Prof. Naveh has been a visiting professor at Venice International University, the University of Toronto, UC Berkeley, and Cornell University. He earned his B.A. and M.A. degrees in history (both summa cum laude) from Tel Aviv University, and completed his Ph.D. under a Fulbright scholarship at the History Department of UC Berkeley.
Prof. Sir Nigel Rodley was an active board member until January, 2017
Sir Nigel Rodley KBE was Professor of Law and Chair of the Human Rights Centre at the University of Essex where he had taught since 1990. He was a member of the UN Human Rights Committee (since 2001) and a former UN Special Rapporteur on Torture (1993-2001). He was also a Commissioner and President-designate of the International Commission of Jurists and Trustee of the Freedom from Torture (former Medical Foundation for the Care of Victims of Torture). He was a member of Foreign and Commonwealth Office's Advisory Group on Human Rights (established November 2010). He was Co-Editor-in-Chief of the Israel Law Review.
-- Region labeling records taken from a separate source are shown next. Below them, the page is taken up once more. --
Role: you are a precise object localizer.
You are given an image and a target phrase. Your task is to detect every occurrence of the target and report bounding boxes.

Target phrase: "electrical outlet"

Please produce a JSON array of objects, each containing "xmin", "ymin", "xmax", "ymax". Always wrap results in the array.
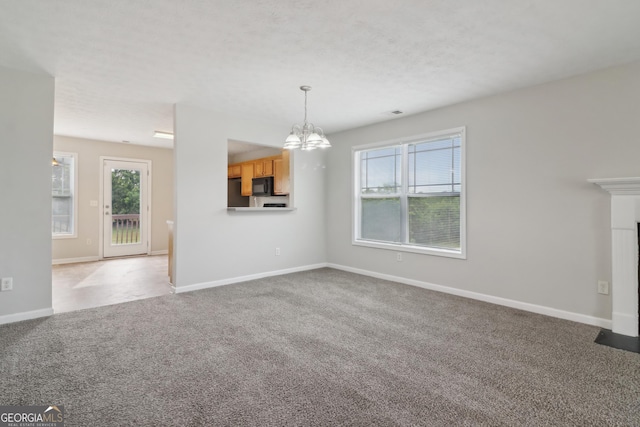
[
  {"xmin": 0, "ymin": 277, "xmax": 13, "ymax": 291},
  {"xmin": 598, "ymin": 280, "xmax": 609, "ymax": 295}
]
He was the founding head of Amnesty International's Legal Office (1973-1990). A former Research Fellow at New York University's Centre for International Studies (1970-73), he had taught at Dalhousie University (1965-68), the New School for Social Research Graduate Faculty (1969-72) and the London School of Economics (1973-1990), where he was also a Research Fellow in 1983. He served at UN Headquarters in New York as an Assistant and then Associate Economic Affairs Officer (1966, 1968-69).
Honours: knighted in 1998 for services to human rights and international law; honorary LLD, Dalhousie University (2000); American Society of International Law Goler T Butcher Medal for distinguished work in human rights (2005); Honorary Fellow, Royal College of Physicians Faculty of Forensic Law and medicine (2008).
His publications included the landmark and now standard work The Treatment of Prisoners under International Law (Oxford University Press; 3rd edn., 2009, with Matt Pollard.